Invitée d’Europe 1 ce samedi matin, j’ai eu l’occasion de revenir sur ce sujet qui monopolise l’attention des médias et de l’opposition : la privatisation d’ADP

Sur ce sujet — huit articles sur les 221 que compte la loi PACTE — je crois important de rappeler certaines choses :

  1. Nous privatisons ADP d’abord pour ADP : le groupe a besoin d’investir massivement pour rester dans la compétition internationale. En 2018, Roissy a chuté de la 32e à la 37e place dans le top 100 des meilleurs aéroports du monde (Skytrax), un autre classement (AirHelp) de juin 2018 le place en 128e position en termes de ponctualité, de qualité de service et de perception. Or, pour toute augmentation de son capital, l’Etat devrait aujourd’hui y souscrire pour moitié. La cession de participations permettra l’entrée de nouveaux actionnaires qui accompagneront le groupe dans son développement industriel et financier. ADP a besoin d’investir : une partie de ces dividendes pourrait servir, par exemple, à la réalisation d’un quatrième terminal. L’amélioration des résultats d’ADP sera profitable aux finances publiques puisque cela augmenterait l’impôt sur les sociétés qu’il verse à l’Etat (260 M€ en 2017) et à l’emploi (non-délocalisable).

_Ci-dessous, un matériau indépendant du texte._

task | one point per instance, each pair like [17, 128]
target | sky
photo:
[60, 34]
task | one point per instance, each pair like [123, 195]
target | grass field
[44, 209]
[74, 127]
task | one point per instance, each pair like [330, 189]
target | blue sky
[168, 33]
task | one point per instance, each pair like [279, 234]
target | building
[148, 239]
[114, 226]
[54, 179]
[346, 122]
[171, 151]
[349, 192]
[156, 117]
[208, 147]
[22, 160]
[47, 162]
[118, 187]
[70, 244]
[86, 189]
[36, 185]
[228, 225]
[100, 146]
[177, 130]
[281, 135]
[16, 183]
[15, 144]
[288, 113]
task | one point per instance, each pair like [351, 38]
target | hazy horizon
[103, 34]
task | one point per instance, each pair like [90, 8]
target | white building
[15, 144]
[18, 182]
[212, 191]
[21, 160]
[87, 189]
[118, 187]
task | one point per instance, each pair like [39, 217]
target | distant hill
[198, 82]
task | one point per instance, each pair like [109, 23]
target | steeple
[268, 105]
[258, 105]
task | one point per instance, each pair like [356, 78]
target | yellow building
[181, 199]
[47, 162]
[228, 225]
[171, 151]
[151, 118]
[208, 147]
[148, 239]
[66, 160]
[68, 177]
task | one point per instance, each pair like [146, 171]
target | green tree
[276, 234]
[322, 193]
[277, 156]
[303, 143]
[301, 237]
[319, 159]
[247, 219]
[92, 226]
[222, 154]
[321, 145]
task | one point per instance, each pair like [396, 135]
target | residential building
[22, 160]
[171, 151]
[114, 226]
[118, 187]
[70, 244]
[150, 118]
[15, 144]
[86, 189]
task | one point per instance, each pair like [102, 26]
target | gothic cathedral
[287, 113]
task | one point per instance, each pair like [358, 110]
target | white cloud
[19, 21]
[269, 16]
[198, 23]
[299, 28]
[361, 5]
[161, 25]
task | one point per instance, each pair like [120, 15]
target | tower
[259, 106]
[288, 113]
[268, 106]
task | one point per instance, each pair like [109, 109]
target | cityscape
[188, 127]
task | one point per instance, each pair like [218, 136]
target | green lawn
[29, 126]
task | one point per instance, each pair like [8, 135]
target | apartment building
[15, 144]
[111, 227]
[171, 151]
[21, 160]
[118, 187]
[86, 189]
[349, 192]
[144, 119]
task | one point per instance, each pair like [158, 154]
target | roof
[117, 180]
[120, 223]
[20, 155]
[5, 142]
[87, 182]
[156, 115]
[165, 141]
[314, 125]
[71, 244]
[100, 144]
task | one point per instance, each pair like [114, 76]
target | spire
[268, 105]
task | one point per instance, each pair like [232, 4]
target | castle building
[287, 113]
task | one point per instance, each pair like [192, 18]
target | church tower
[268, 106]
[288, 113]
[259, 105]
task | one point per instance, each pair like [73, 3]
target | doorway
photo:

  2. Nous privatisons ADP sans rien perdre de notre souveraineté sur les frontières, ni même sur les infrastructures. Hors les fonctions de souveraineté nationale qui sont naturellement intégralement préservées (contrôle des personnes, frontières, douanes ou trafic aérien), l’Etat disposera grâce au cahier des charges d’un triple pouvoir sur ADP, dont il ne dispose pas aujourd’hui : un pouvoir de contrôle (via notamment la Cour des comptes et un commissaire du gouvernement qui siégera au conseil d’administration), un pouvoir de régulation économique (un contrat sera renégocié tous les cinq ans entre l’État et le concessionnaire pour fixer le niveau des investissements, les tarifs, etc.) et un pouvoir de sanction (faute d’accord sur le contrat de régulation, l’État reprendra la main ; faute de respect du cahier des charges, il pourra sanctionner le concessionnaire jusqu’à 2 % de son chiffre d’affaires). L’entreprise sera cédée à un concessionnaire qui présentera des garanties d’indépendance et d’expérience, ne pourra pas la recéder sans l’accord de l’Etat et devra la rétrocéder à l’Etat au terme de 70 ans.
  3. Nous privatisons ADP parce que les 10 Md€ actuellement immobilisés dans son capital peuvent être mieux utilisés ailleurs : en l’occurrence, ils seront placés pour financer l’innovation de rupture avec un rendement garanti de 250 M€/an, c’est-à-dire plus élevé que le plus haut niveau de dividendes qu’ADP n’a jamais rapporté. Il faut souligner que, comme pour toute entreprise, les dividendes d’ADP sont très fluctuants : ils ont chuté à trois reprises dans les 10 dernières années, la dernière fois entre 2015 et 2016 (de 157 à 130 M€). Les six derniers mois, l’action d’ADP a elle-même pu perdre 16 % (192 € en août 2018, 161 € en février 2019). C’est une question de priorités : l’Etat a une mission du quotidien : la régulation. Il est meilleur pour réguler un marché et contrôler les frontières que pour gérer une entreprise. L’Etat a une mission de long terme : préparer l’avenir. Celui-ci passe par le financement de l’innovation de rupture.